People with advanced Alzheimer's have 60% fewer young neurons than those without the ailment
The chemical treatment that is applied to the brain samples after the person's death may explain why other groups did not see neurogenesis in adults. The longer the samples are left in paraformaldehyde to fix them, the fewer neurons in maturation state are detected. The study shows that in the brain of the same person can be detected thousands of neurons in maturation or not see any when the sample has been set more than 12 hours. This may explain why Álvarez-Buylla did not find them in adult samples.
The Mexican neurobiologist Álvarez-Buylla believes that the issue is not settled. "We studied brains that had been fixed for less than 12 hours and we did not find neurons, although we used a different antibody." "The immature neurons that they detect are very large, they seem in fact totally mature because of the size, and it is surprising that under them there is no other layer with smaller immature cells." This is a very complicated problem that goes back more than a century, to the time of Ramón y Cajal We may need alternative methods to settle the issue, "he points out.

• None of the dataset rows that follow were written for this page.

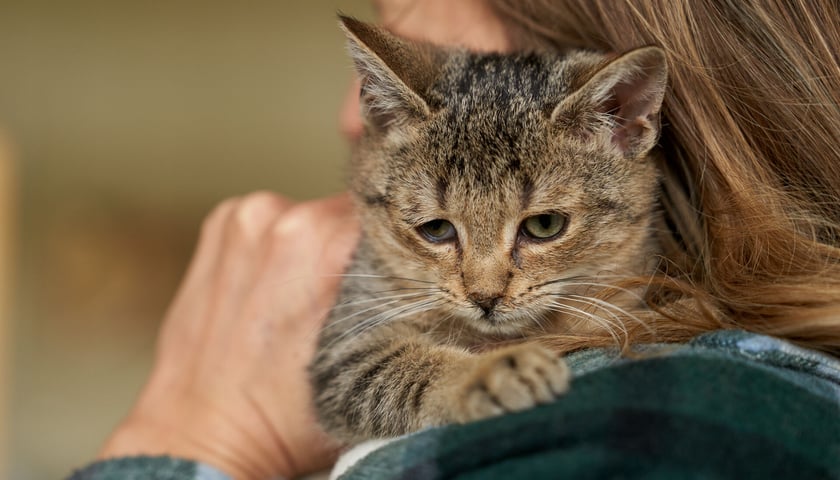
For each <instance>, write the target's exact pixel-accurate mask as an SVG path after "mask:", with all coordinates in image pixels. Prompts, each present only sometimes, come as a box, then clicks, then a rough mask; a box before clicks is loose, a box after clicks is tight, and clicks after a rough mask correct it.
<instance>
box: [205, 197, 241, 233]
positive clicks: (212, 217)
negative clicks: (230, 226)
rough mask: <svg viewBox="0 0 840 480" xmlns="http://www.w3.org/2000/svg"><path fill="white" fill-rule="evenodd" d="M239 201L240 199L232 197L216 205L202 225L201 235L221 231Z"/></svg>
mask: <svg viewBox="0 0 840 480" xmlns="http://www.w3.org/2000/svg"><path fill="white" fill-rule="evenodd" d="M239 201H240V199H239V198H238V197H232V198H228V199H227V200H224V201H222V202H221V203H219V204H218V205H216V206H215V207H214V208H213V210H211V211H210V213H209V214H208V215H207V216H206V217H205V218H204V221H203V222H202V223H201V235H202V236H207V235H210V234H212V233H213V232H215V231H217V230H220V229H221V228H222V227H223V226H224V224H225V223H226V221H227V219H228V217H229V216H230V214H231V212H233V211H234V210H235V209H236V207H237V205H238V204H239Z"/></svg>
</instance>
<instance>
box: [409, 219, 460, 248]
mask: <svg viewBox="0 0 840 480" xmlns="http://www.w3.org/2000/svg"><path fill="white" fill-rule="evenodd" d="M418 230H420V233H421V234H422V235H423V236H424V237H425V238H426V240H428V241H430V242H433V243H437V242H445V241H447V240H453V239H454V238H455V227H454V226H453V225H452V224H451V223H449V222H448V221H446V220H443V219H436V220H432V221H431V222H427V223H424V224H423V225H420V227H419V228H418Z"/></svg>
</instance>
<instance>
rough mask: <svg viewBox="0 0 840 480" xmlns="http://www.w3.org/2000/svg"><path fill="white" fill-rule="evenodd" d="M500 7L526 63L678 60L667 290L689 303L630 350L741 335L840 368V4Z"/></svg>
mask: <svg viewBox="0 0 840 480" xmlns="http://www.w3.org/2000/svg"><path fill="white" fill-rule="evenodd" d="M490 1H491V4H492V5H493V7H494V8H495V10H496V11H497V13H498V14H499V16H500V17H501V18H502V19H504V20H505V21H506V22H507V24H508V25H509V27H510V32H511V37H512V40H513V42H514V44H515V45H516V46H517V47H519V48H522V49H537V48H552V49H557V50H563V49H567V48H590V49H598V50H603V51H615V52H622V51H626V50H629V49H632V48H635V47H639V46H643V45H657V46H659V47H661V48H663V49H664V50H665V52H666V53H667V56H668V61H669V70H670V91H669V94H668V95H667V96H666V99H665V105H664V109H663V117H664V118H663V125H664V129H663V130H664V131H663V136H662V138H661V141H660V144H661V145H662V149H663V152H664V155H665V158H666V167H665V168H666V177H667V178H668V181H666V188H665V192H666V195H665V196H666V200H667V201H666V207H668V208H667V210H668V212H669V215H668V218H669V220H670V222H671V223H672V224H671V226H670V227H671V230H672V231H674V232H675V234H674V236H673V237H674V238H673V240H674V242H673V243H675V244H679V246H680V248H679V249H678V251H680V252H681V253H680V254H671V255H666V256H667V261H668V268H667V270H666V274H665V275H663V276H662V278H660V279H658V280H657V282H658V283H660V284H662V285H663V286H665V287H667V288H670V289H671V290H673V291H679V292H681V293H682V295H683V298H686V297H692V298H693V300H692V301H691V302H688V303H687V302H685V301H677V302H672V303H670V306H669V305H668V304H664V305H661V306H660V307H658V309H659V311H660V313H663V314H664V315H662V316H657V318H656V319H651V320H650V322H648V324H647V325H643V326H642V327H644V328H642V327H640V328H630V329H628V331H627V335H626V339H625V340H626V342H627V343H633V342H635V341H648V340H657V341H682V340H685V339H687V338H689V337H691V336H693V335H696V334H697V333H700V332H703V331H708V330H712V329H719V328H742V329H745V330H749V331H753V332H758V333H764V334H769V335H774V336H777V337H782V338H786V339H789V340H792V341H795V342H797V343H800V344H803V345H806V346H810V347H812V348H817V349H821V350H826V351H830V352H833V353H834V354H838V353H840V133H838V132H840V65H838V52H840V7H839V6H838V5H840V4H838V3H837V2H835V1H816V0H765V1H743V2H742V1H729V2H721V1H716V0H678V1H674V0H625V1H613V0H490ZM674 251H677V250H674ZM686 294H688V295H686ZM594 340H596V341H595V343H598V342H597V339H594ZM566 341H567V342H568V345H566V348H575V347H576V346H577V343H580V344H585V343H591V342H592V341H593V339H592V338H589V339H574V338H568V339H566ZM607 341H609V342H611V341H613V340H612V337H609V336H607V335H605V343H607ZM576 342H577V343H576Z"/></svg>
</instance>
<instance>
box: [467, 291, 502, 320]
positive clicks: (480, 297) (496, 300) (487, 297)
mask: <svg viewBox="0 0 840 480" xmlns="http://www.w3.org/2000/svg"><path fill="white" fill-rule="evenodd" d="M467 298H469V299H470V300H471V301H472V302H473V303H474V304H476V305H478V307H479V308H481V309H482V310H483V311H484V314H485V315H489V314H490V312H492V311H493V309H494V308H496V305H498V304H499V302H500V301H501V300H502V295H500V294H497V293H489V294H488V293H482V292H473V293H471V294H469V295H467Z"/></svg>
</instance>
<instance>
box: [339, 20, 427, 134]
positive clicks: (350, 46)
mask: <svg viewBox="0 0 840 480" xmlns="http://www.w3.org/2000/svg"><path fill="white" fill-rule="evenodd" d="M339 21H340V23H341V26H342V29H343V30H344V32H345V33H346V34H347V42H348V46H349V50H350V54H351V56H352V57H353V61H354V62H355V64H356V70H357V71H358V73H359V77H360V79H361V82H362V92H361V106H362V115H363V117H364V118H365V120H366V121H367V122H368V124H369V125H371V126H373V127H374V128H376V129H377V130H380V131H385V130H387V129H389V128H391V127H392V126H395V125H401V124H405V123H408V122H411V121H412V120H422V119H425V118H427V117H428V116H429V115H430V113H431V109H430V107H429V105H428V103H427V102H426V100H425V99H424V97H423V95H424V94H425V93H426V91H427V89H428V88H429V87H430V86H431V84H432V83H433V82H434V80H435V78H436V77H437V74H438V72H439V69H440V65H441V63H442V58H441V56H442V50H440V49H436V48H434V47H432V46H431V45H428V44H423V43H417V42H410V41H407V40H403V39H401V38H397V37H395V36H394V35H391V34H390V33H388V32H387V31H385V30H383V29H381V28H379V27H376V26H374V25H370V24H367V23H364V22H360V21H359V20H356V19H354V18H350V17H345V16H339Z"/></svg>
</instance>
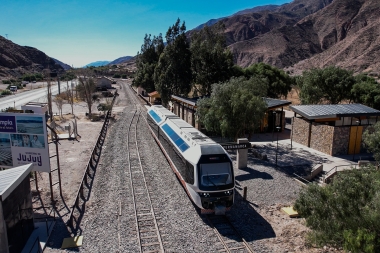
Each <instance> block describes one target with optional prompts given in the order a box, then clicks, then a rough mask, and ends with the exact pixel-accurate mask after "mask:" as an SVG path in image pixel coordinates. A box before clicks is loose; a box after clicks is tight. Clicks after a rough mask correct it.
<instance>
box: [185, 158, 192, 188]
mask: <svg viewBox="0 0 380 253" xmlns="http://www.w3.org/2000/svg"><path fill="white" fill-rule="evenodd" d="M186 172H187V177H188V180H187V183H189V184H194V166H193V165H192V164H191V163H189V162H188V161H186Z"/></svg>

Last year, Maura Boldrini, a psychiatrist at the University of Columbia (USA), detected neuronal regeneration in people from 14 to 79 years old. Although they saw a decline with age, the study showed that older people without neurological diseases retain this regenerative capacity and speculated that this may be a mechanism that protects the mind from the aches and pains of aging. "This study provides a very important confirmation," says the psychiatrist.
Boldrini studies the connection between neurogenesis and depression. "We have shown both in mice and in humans that antidepressants increase the production of new neurons in the hippocampus," he explains. "These types of neurons are involved in the emotional response to stress and memory, two capacities that are depleted by depression. In turn these neurons connect with the amygdala, which controls fear and anxiety, and in turn connects with other points in charge of decision making, which are also affected by depression, "says the psychiatrist.
For Juan Carlos Portilla, member of the Spanish Society of Neurology, "this work clears the doubts that previous studies had raised, which were not so methodologically detailed". "One of the most interesting things is that it reveals a new pathogenic mechanism of Alzheimer's disease," he says.